The report alluded to the Trade Agreements ratified by Jordan — most notably its agreement with the United States.

The report read, “The most significant agreement is the United States-Jordan Free Trade Agreement, which gives Jordan preferential duty rates and quota-free access to the US market. The report also pointed to Jordan’s agreement with the EU, which “applies to three non-garment sectors” and has “driven Better Work Jordan’s expansion into plastics, chemicals, and engineering sectors.”

“Globally the pandemic had a negative impact on the garment industry estimated at 30-50 percent, but domestically the sector was affected by a 15-20 percent due to the decrease in exports to the United States which is the destination for most of our garment exports,” said Abu Qaoud.  

“Six factories out of 96 have closed, 7,000 people out of 65,000 have lost their jobs due to the pandemic,” added Abu Qaoud.

Abu Qaoud highlighted the inoculation efforts exerted in the garment and textile sector to ensure that workers are immunized and working in safe conditions.

“42,000 out of 65,000 have taken at least the first dose of the vaccine; we consider this as a big achievement for the government and investors alike,” said Abu Qaoud.

Fathallah Al-Omrani, president of the General Trade Union of Workers in Textile Garment and Clothing Industry, explained why Jordan’s exports of garment to the United Stated saw a severe drop.

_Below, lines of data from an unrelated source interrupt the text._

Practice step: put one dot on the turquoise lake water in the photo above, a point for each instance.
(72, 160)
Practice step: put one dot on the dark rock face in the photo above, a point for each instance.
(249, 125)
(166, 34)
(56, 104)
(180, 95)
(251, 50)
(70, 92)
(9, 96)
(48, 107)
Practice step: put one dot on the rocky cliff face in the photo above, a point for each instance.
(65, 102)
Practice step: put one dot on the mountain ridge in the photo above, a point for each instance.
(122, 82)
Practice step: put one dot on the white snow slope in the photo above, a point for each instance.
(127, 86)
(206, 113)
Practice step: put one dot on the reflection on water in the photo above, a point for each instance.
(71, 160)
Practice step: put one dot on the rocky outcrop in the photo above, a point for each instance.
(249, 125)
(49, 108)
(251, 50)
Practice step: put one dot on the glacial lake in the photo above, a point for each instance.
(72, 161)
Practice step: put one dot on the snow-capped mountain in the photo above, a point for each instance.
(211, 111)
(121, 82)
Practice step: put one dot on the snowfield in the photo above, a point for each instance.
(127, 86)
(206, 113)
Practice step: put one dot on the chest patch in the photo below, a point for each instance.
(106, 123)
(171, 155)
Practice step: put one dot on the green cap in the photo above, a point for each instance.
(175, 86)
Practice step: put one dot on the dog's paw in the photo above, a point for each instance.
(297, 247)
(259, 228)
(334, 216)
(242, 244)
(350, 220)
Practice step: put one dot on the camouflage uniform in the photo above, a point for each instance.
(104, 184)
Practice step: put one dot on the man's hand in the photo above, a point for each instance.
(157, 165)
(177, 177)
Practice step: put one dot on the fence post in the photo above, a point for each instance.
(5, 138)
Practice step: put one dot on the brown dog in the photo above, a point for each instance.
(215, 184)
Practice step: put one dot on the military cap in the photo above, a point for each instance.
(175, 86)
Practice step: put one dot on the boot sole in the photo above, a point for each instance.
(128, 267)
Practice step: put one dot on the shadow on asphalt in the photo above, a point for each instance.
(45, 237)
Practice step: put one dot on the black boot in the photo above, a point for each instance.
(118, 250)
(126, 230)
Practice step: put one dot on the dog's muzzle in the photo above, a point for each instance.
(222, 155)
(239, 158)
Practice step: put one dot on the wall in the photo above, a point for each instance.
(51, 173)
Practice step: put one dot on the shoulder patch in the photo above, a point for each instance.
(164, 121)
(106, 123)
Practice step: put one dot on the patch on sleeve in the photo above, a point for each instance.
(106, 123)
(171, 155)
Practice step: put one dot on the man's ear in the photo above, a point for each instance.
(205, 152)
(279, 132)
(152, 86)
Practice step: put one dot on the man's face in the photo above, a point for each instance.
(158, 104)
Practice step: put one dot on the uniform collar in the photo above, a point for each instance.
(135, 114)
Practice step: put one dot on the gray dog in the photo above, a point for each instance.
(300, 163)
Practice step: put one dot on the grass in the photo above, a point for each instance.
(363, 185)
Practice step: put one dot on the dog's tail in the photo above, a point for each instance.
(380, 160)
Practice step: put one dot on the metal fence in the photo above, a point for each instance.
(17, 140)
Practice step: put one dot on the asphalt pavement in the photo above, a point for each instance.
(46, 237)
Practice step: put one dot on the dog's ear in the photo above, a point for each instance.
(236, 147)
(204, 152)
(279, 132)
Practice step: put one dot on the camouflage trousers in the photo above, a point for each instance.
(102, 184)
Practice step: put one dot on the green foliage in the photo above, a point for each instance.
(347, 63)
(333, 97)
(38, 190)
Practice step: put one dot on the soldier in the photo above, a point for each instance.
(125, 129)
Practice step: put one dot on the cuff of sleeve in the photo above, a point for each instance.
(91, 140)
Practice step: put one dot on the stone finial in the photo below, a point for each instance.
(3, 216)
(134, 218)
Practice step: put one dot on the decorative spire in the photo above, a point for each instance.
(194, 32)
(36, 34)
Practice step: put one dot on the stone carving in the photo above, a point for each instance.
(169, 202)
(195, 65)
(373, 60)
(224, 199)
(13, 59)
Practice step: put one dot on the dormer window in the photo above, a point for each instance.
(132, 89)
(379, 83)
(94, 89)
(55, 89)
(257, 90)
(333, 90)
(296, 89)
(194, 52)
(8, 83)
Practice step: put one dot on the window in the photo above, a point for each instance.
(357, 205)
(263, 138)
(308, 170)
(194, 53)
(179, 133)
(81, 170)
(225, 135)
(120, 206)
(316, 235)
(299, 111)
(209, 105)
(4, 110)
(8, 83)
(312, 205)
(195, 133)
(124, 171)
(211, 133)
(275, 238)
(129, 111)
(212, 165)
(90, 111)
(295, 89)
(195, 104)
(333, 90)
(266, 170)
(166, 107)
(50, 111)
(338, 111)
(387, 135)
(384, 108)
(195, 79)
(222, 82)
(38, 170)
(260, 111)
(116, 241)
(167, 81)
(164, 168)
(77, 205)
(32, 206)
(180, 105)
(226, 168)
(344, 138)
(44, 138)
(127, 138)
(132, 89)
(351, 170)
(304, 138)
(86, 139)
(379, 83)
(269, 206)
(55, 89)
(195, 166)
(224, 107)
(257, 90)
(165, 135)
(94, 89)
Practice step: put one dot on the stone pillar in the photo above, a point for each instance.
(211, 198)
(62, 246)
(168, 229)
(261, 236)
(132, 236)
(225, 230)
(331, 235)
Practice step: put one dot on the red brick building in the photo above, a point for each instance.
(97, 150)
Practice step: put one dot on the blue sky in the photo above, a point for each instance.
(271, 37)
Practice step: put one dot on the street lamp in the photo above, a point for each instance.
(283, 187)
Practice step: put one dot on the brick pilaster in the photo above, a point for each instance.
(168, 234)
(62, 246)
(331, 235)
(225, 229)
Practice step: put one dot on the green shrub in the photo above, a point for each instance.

“Our exports to the United States decreased due to four main reasons. First, order quantities saw a remarkable drop, second, the work flaw saw disruptions due to cases of COVID-19 among workers, third, the pandemic also disrupted the supply chain and trade routes, and fourth, countries like China were unable to export and deliver raw materials to us so the time schedule was disrupted as well.”

Omrani added that during the pandemic, “many workers finished their contract period but could not travel back due to the border shutdowns … No more than 10,000 jobs were lost in the sector but we could not get replacements for the same reason.”

Mohammad Zyoud, the spokesperson of the Ministry of Labor, contended that “the ministry deals firmly with any labor complaints on wages or ending contract,” adding that employers “are obliged to pay wages to workers during the pandemic and those who do not comply will be dealt with in accordance with the law.”

According to Zyoud, “Any employer who proceeds to terminate the contracts of workers in violation of the defense law is obliged to return the employee to work.”